Hermès' long-term development strategy did not prevent the company from reaching an operating margin of 31.2 percent of sales in 2011, the highest level since it went public on the Paris stock exchange in 1993 and 3.4 percentage points above 2010, but the management said yesterday that it will not be able to do better this year. The consolidated net income jumped by 40.9 percent to €594.3 million, thanks in part to a capital gain of €29.5 million from the sale of its stake in the fashion house of Jean Paul Gaultier.
As previously reported, the French luxury goods company's sales grew last year by 18.3 percent in euros as well as in local currencies to €2,841.2 million, with increases in all the business segments and in all geographical areas through the end of 2011. Retail sales rose by 19 percent and wholesale revenues by 15 percent, and the trends remained positive in the first months of this year. Most of the growth was in terms of volumes as the company raised its average selling prices by only 1 percent last year. It will raise them by an average of 3 percent for 2012.
The operating cash flow for the year totaled €722.8 million. It allowed the group to finance investments of €214.4 million, mainly for the development of its retail network and its production capacities, as well as dividends of €167.3 million and the buyback of €286.0 million worth of shares to fend off a possible takeover by LVMH. Net cash increased by €210 million to reach a very comfortable level of €1,038 million.
In the past year, Hermès opened 13 new stores, converted four concessions and renovated or extended eight other stores. The company said it will invest in the opening or renovation of an additional 15 stores this year, but the pace of new openings will slow down to three, including a flagship store with an in-house restaurant in Shanghai. It will also open new stores in Beijing and Paris under its Chinese Shang Xia brand. Its first store under this banner, opened in Shanghai in 2010, had sales of around €2 million in 2011.
Hermès will continue to invest in new production capacities in order to meet the growing demand for its products. It plans to open two new leathergoods factories in France, and to hire at least 600 more people, more than half in production.
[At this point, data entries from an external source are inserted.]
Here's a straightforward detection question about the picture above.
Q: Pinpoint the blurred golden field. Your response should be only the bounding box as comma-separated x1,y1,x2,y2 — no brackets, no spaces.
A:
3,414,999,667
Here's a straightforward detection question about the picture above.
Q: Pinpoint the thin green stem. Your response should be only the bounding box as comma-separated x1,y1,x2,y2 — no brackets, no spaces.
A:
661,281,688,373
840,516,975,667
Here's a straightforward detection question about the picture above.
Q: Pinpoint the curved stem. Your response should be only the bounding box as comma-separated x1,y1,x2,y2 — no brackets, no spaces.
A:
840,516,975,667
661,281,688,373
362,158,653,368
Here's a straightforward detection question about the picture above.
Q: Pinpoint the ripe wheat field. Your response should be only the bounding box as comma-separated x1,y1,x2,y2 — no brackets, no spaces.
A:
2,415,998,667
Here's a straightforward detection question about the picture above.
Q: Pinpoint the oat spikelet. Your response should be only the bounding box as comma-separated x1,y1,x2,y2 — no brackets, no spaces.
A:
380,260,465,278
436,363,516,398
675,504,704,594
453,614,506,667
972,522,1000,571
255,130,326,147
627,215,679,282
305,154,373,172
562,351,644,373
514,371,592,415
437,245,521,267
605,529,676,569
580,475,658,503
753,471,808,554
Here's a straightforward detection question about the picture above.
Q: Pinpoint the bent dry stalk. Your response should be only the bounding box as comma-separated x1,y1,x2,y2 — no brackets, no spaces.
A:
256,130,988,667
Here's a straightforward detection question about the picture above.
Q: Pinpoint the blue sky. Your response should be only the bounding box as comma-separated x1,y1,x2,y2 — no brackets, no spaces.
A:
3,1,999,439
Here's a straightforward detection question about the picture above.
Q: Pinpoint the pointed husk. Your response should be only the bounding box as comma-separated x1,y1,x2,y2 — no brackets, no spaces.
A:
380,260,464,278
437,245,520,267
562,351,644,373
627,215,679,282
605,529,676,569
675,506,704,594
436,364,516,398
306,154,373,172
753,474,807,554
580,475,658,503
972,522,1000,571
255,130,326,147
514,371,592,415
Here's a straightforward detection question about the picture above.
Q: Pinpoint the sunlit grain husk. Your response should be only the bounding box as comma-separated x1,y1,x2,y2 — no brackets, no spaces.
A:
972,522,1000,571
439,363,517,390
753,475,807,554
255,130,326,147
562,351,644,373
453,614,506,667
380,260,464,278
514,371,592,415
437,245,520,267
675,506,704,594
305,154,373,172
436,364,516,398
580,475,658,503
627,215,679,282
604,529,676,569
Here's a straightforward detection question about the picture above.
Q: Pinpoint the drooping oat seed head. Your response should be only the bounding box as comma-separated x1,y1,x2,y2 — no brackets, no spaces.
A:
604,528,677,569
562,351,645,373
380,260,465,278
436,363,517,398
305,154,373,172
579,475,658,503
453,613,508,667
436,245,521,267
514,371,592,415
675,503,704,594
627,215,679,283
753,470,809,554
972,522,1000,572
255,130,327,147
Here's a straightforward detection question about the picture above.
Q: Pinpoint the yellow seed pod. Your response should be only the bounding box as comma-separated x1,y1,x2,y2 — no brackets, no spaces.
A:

In view of its high cash pile, Hermès will propose to pay a high dividend of €2 a share, up from €1.50, as well as an exceptional onetime dividend of €5 a share. The high dividends, which will involve total outlays of around €740 million, will please Hermès family shareholders, who own more than 70 percent of the company, as well as LVMH, which has accumulated a stake of 22.28 percent in the company, but replying to one of its offers, Patrick Thomas, president and chief executive of Hermès, said that no synergies will be possible with the group of Bernard Arnault, as their visions are different.
The company's statement said that Hermès will continue to “take its time.” In fact, this year's theme will revolve around “the gift of time.” “This time, which is so precious, calls for the dexterity and skill of our saddlers, the meticulousness of our watchmakers, the virtuosity of our engravers, and the passion for quality shared by all our craftsmen and designers,” said the company. “Without it, nothing beautiful or sustainable could be produced.”